There is certainly a need for metrics in litigation, both on the performance, cost, and value axes (the cost: value divide). Recent years have seen the emergence of metrics for document review, data management, legal research, and a host of other “high-volume/low value” tasks once performed by law firms and now routinely handled by service providers. Likewise, data analytics companies focused on the legal vertical now offer detailed information related to fees broken down by size of firm, practice area, geography, level of attorney experience, etc. So too has the cost of particular tasks–such as motions, depositions, or other aspects of litigation been scrutinized by Big Data. Another recent manifestation of objective performance focus is the emergence of Procurement Directors in the legal space. This is yet another sign that the C-Suite–if not General Counsel–is getting serious about applying the same metrics and fiscal accountability to legal delivery as is routine in other parts of the business and professional service arenas. Metrics have hit the legal shore and are likely to have a profound influence on the delivery system as well as the “freedom” of lawyers to operate with the independence they once did.
But let’s return to the issue of metrics and lawyer selection/evaluation. Here are some key things worth measuring:
- Domain expertise
- Grasp of client’s business/ethos
- Effective use of resources (and willingness to collaborate with others outside the law firm)

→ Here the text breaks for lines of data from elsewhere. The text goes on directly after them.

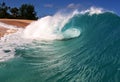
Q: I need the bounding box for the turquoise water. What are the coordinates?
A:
[0,12,120,82]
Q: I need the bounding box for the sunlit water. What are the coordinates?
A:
[0,8,120,82]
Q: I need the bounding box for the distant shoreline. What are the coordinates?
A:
[0,19,34,38]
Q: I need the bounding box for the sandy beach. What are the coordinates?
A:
[0,19,33,37]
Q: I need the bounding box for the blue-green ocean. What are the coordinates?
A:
[0,8,120,82]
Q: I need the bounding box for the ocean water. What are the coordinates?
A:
[0,8,120,82]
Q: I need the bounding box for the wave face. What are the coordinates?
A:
[0,7,120,82]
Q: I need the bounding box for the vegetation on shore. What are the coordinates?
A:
[0,2,38,20]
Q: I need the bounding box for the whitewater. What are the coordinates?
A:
[0,7,120,82]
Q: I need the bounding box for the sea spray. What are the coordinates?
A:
[23,11,80,40]
[0,7,103,61]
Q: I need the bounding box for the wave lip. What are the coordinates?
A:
[23,11,80,40]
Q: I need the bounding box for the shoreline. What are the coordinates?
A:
[0,19,34,38]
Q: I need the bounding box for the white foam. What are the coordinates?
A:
[23,11,80,40]
[0,22,17,29]
[80,7,104,16]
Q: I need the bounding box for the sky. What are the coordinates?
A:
[0,0,120,17]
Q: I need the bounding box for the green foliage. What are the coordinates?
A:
[19,4,37,19]
[0,2,38,20]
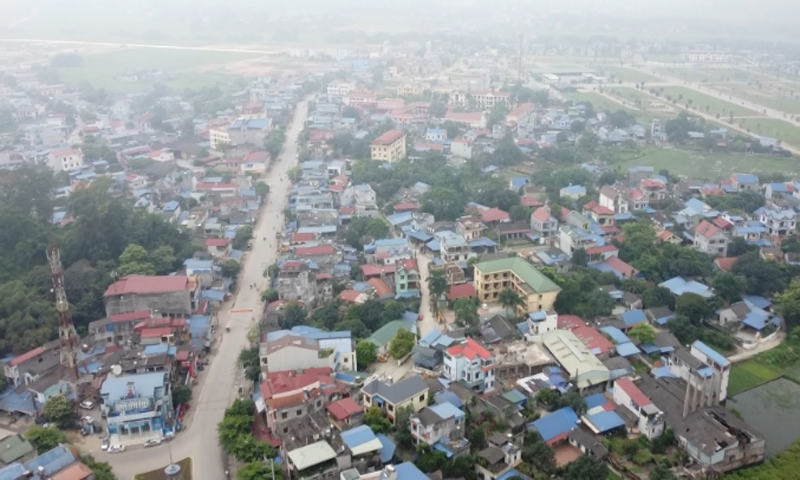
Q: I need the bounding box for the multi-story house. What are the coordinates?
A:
[259,326,356,372]
[456,215,486,241]
[692,220,729,257]
[409,402,466,446]
[47,148,83,172]
[442,337,497,393]
[531,207,558,238]
[473,257,561,316]
[370,130,406,162]
[100,371,173,438]
[361,375,428,424]
[755,207,797,237]
[614,377,664,440]
[433,230,472,263]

- Efficiency in delivery (measured by willingness to provide detailed, transparent, fixed-price scope of work detailing: who, what, when, and what will be delivered broken down by tasks/functions). Think: engaging a general contractor
- Data on historical delivery performance
Performance and value can be measured against realistic expectations agreed upon by client and lawyer/firm at the inception of an engagement. True, most cases take unexpected turns, but an experienced attorney–as well as sophisticated client– can reasonably foresee the incidence and variety of those turns. That goes to experience and “professional judgment” that is the crux of what a lawyer should bring to each engagement. Insurance companies (among others) have long applied “reserves” for cases broken down into: (1) liability; and (2) legal spend. An easy measure for gauging effectiveness is to answer the question: “How did the lawyer/firm perform based upon these two metrics?” That goes to “cost: value” and performance.
Conclusion
Big data has its place in law, especially litigation. But metrics are only as useful as the criterion they measure. Like evidence, metrics themselves must be evaluated on a spectrum from highly probative to irrelevant. We, as lawyers, should focus on relevant metrics that help to reveal our true value. If we don’t, others will do it for us.